Aaron Weatherford, The Chart

Street-side diners in Paris are everywhere. While visiting Paris, students and faculty were able to enjoy the diners as part of the cultural experience.

Earlier this year, I was eccstatic at the idea of going to Paris. Paris has always been a destination on my bucket list. It is a city of lights, love, mystery and history.

Prior to France this year, I have been to nearly a dozen countries around the world. However, this experience would be different because I was going abroad of my own choosing. 

I (like many others) wanted to to visit La Tour Eiffel, Musée du Louvre and take a boat cruise through Paris on La Seine.

My greatest memory from Paris this year cannot be narrowed to one, so I’ll try to narrow to two. 

My top two memories are walking around the top of the Eiffel Tower taking in the majestic view of Paris at 11 p.m., and enjoying a cup of café with our group at a street-side diner. 

In every new environment, I try to look for things which are unique and different. What is so different about Paris than Joplin? To start with, everything. 

Upon arrival, I could not speak French or navigate the metro. And I would frequently look over my shoulder to see if I was being followed. 

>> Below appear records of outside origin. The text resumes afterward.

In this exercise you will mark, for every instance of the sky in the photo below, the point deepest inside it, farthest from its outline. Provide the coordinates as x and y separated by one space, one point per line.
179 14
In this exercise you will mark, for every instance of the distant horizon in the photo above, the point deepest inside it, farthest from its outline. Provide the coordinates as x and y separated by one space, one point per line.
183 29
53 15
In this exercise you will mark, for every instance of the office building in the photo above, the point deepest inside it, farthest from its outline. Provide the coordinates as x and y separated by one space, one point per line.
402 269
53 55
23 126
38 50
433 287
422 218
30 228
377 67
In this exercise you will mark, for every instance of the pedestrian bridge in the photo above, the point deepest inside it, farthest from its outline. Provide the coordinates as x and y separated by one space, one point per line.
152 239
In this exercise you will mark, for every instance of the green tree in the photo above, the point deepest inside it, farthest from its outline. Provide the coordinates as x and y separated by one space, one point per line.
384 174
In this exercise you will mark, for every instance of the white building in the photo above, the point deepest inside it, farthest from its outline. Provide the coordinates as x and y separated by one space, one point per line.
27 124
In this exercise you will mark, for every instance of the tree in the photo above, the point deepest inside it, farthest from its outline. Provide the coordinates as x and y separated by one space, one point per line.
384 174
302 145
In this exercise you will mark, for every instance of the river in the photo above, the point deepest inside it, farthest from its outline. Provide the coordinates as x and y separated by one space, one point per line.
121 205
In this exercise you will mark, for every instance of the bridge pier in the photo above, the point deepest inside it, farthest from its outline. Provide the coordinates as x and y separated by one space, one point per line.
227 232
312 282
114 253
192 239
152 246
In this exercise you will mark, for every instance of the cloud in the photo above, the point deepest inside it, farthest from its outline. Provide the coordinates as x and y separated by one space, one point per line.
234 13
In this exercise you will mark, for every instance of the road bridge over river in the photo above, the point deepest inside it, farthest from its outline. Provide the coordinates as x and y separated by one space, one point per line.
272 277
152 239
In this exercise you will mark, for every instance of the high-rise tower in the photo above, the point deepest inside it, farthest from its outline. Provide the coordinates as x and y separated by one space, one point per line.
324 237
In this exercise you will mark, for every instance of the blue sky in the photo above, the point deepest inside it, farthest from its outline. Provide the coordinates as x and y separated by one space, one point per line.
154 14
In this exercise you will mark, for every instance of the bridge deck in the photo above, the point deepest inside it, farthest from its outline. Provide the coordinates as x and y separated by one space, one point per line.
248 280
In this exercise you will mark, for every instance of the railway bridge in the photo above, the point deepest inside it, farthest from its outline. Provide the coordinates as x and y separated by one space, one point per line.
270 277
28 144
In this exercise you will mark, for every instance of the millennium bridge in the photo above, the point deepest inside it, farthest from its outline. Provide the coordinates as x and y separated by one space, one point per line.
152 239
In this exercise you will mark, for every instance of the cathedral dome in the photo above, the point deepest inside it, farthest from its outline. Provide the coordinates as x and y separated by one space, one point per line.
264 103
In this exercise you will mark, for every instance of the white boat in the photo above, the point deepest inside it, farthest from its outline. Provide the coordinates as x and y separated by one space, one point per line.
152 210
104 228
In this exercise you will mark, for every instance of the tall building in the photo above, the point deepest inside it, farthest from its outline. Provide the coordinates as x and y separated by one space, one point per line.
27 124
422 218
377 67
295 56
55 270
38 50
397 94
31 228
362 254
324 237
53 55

Being out of my comfort zone was uncomfortable at first, but it made the experience that much more memorable. Knowing you can be out of your “bubble” and survive is a great piece of knowledge.

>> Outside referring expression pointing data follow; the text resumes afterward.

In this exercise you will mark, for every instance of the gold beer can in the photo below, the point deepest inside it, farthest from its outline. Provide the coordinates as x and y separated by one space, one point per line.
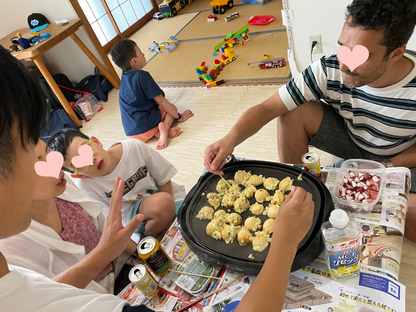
151 252
143 280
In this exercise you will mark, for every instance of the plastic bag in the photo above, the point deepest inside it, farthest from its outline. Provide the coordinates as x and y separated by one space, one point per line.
88 105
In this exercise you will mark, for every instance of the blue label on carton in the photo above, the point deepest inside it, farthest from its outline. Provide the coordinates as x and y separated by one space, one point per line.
343 258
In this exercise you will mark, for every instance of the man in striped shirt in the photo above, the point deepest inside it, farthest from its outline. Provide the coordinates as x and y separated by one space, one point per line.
368 112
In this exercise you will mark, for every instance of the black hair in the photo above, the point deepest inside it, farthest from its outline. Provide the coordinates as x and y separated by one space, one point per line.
60 140
397 18
22 106
122 53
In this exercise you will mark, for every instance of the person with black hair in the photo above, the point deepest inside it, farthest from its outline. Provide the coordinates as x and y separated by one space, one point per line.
22 114
145 112
368 112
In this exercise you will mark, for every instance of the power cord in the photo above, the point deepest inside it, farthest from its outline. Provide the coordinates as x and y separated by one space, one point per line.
314 43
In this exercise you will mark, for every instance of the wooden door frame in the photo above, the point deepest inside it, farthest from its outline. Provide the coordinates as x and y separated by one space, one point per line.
94 39
104 50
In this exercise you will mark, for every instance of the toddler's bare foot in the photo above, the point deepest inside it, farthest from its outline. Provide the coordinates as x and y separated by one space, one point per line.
174 132
163 137
186 115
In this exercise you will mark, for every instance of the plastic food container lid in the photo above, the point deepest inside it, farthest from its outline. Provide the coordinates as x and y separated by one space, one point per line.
339 218
358 166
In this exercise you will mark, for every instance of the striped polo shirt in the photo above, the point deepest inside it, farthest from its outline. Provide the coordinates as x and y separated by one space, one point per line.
379 120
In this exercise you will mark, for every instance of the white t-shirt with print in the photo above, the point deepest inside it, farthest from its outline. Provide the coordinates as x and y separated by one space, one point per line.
142 169
26 291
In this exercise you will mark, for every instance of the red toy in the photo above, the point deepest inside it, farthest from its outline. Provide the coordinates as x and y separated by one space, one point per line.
212 18
261 20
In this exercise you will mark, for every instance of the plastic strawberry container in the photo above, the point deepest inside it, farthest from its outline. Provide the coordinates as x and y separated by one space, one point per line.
362 194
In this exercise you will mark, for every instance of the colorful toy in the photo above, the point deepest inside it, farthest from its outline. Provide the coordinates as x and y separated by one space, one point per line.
209 79
220 6
270 63
261 19
23 42
261 2
240 36
158 16
212 18
232 16
165 46
170 8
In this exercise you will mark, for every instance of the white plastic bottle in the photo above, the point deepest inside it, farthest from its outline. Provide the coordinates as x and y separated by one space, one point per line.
342 242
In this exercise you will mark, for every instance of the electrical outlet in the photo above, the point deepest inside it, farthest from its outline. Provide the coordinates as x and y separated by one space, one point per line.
318 48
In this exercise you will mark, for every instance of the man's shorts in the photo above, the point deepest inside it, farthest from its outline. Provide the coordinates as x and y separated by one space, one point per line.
144 137
135 210
332 137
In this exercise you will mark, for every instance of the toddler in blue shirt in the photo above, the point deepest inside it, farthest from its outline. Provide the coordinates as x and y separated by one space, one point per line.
145 112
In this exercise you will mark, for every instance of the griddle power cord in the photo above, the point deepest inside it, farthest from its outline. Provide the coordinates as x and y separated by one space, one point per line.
314 43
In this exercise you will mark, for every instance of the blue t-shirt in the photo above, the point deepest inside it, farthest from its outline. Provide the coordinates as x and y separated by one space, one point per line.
139 112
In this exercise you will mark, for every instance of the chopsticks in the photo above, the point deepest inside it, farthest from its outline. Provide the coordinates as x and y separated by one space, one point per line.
194 274
216 170
209 294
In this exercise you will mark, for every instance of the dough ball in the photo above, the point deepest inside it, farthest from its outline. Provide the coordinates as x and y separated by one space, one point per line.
255 180
214 200
229 233
252 223
249 191
272 211
241 204
268 226
270 183
257 209
214 229
234 189
278 198
222 187
234 218
241 176
261 195
205 213
260 243
243 237
286 184
228 200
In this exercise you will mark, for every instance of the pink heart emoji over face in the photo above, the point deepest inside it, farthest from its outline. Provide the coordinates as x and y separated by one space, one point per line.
85 157
51 167
354 58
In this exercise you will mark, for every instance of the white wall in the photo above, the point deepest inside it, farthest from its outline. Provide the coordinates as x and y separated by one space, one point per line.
66 57
319 17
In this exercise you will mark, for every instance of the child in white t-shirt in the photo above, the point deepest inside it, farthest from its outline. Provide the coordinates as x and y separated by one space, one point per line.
148 188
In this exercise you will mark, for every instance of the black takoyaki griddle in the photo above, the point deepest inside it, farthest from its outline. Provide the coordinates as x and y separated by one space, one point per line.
234 256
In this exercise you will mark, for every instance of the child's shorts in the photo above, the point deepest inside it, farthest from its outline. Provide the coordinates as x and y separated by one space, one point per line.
135 209
144 137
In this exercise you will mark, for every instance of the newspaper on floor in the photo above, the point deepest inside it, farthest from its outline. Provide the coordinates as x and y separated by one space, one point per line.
371 292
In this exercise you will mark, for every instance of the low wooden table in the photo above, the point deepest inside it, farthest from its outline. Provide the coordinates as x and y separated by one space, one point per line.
58 34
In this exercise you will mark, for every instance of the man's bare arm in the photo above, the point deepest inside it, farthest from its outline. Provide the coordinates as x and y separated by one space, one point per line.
407 158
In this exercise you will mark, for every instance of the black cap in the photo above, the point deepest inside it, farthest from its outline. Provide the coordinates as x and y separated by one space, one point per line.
37 21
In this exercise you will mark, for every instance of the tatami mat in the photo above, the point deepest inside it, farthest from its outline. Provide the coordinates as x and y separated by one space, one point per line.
166 67
199 27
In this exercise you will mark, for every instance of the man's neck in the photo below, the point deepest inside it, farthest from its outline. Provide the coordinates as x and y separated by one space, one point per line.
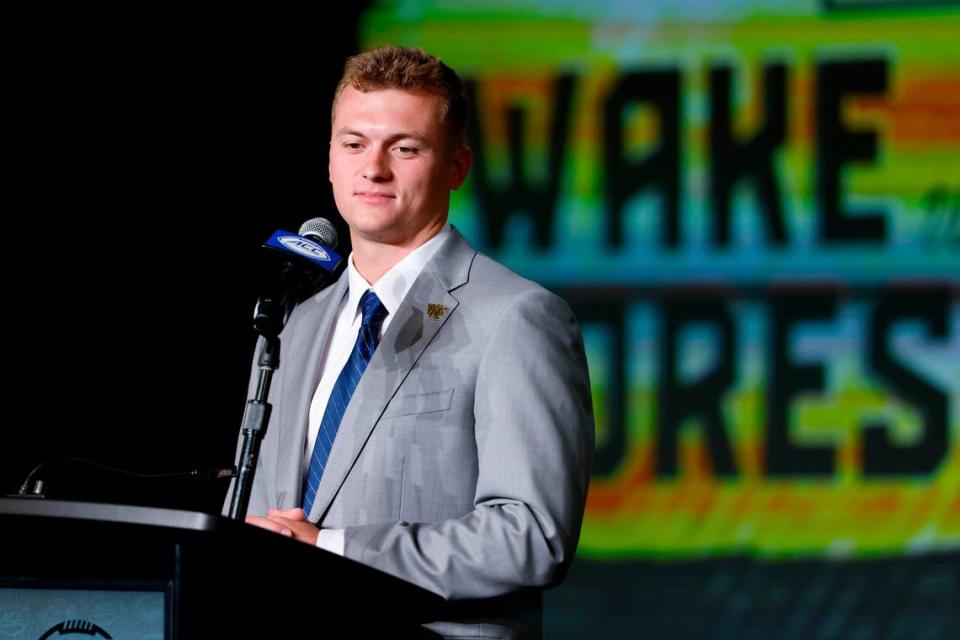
372 259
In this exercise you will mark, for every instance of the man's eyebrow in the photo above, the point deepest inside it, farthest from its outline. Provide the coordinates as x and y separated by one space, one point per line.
402 135
348 132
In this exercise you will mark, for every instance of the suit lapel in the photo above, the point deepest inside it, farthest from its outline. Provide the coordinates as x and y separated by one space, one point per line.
425 309
300 360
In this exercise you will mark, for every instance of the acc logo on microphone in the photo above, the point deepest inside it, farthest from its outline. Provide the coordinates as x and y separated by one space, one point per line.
304 247
289 242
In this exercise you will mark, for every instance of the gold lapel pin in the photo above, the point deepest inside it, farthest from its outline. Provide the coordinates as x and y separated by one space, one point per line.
436 311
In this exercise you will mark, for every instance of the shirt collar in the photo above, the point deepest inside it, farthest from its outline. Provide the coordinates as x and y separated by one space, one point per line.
393 286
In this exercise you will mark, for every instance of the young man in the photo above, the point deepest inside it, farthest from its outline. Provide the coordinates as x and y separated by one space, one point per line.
440 427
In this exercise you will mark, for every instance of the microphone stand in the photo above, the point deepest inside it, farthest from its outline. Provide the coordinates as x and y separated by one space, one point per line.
256 416
295 283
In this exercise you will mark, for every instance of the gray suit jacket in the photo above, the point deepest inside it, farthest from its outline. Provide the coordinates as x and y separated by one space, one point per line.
463 459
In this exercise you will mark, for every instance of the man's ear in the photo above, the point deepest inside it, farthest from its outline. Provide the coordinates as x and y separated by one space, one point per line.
460 166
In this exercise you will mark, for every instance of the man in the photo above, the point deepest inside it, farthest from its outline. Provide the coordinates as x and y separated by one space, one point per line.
440 427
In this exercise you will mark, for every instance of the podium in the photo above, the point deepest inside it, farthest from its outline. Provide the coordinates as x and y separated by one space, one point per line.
181 574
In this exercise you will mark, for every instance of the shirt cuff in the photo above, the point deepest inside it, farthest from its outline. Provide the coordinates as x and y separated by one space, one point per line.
331 540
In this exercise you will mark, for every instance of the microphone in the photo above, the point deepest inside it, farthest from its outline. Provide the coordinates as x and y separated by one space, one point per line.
308 261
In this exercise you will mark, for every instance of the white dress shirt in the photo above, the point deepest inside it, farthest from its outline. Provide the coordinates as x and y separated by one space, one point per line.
391 288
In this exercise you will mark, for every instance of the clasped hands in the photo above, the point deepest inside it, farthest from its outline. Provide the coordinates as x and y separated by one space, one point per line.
292 523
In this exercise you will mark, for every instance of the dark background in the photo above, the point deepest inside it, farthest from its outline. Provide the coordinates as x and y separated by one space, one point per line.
146 164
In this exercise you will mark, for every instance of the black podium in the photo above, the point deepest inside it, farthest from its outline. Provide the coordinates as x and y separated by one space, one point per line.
205 576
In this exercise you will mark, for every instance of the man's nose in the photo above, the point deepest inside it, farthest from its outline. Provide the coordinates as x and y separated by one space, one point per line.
377 165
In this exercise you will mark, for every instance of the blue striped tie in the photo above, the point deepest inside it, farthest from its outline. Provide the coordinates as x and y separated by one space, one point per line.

Here in the four-state area, we are in our bubble. We know where things are, we know we are relatively safe in the area.

However, to live and grow, we need to get out of our comfort bubble and embrance new places, things and ideas.

I was fortunate to have visited this city with great people. Ian, Levi, Slavings, Olive and others made the trip enjoyable. Yet at the end, I was sad the trip was over.

Even though the recent attacks by a group of lily-livered scumbags has put everyone on edge, we must continue to live our lives. 

Yes, just like after 9/11, we should be cautious, but not let fear overtake our lives.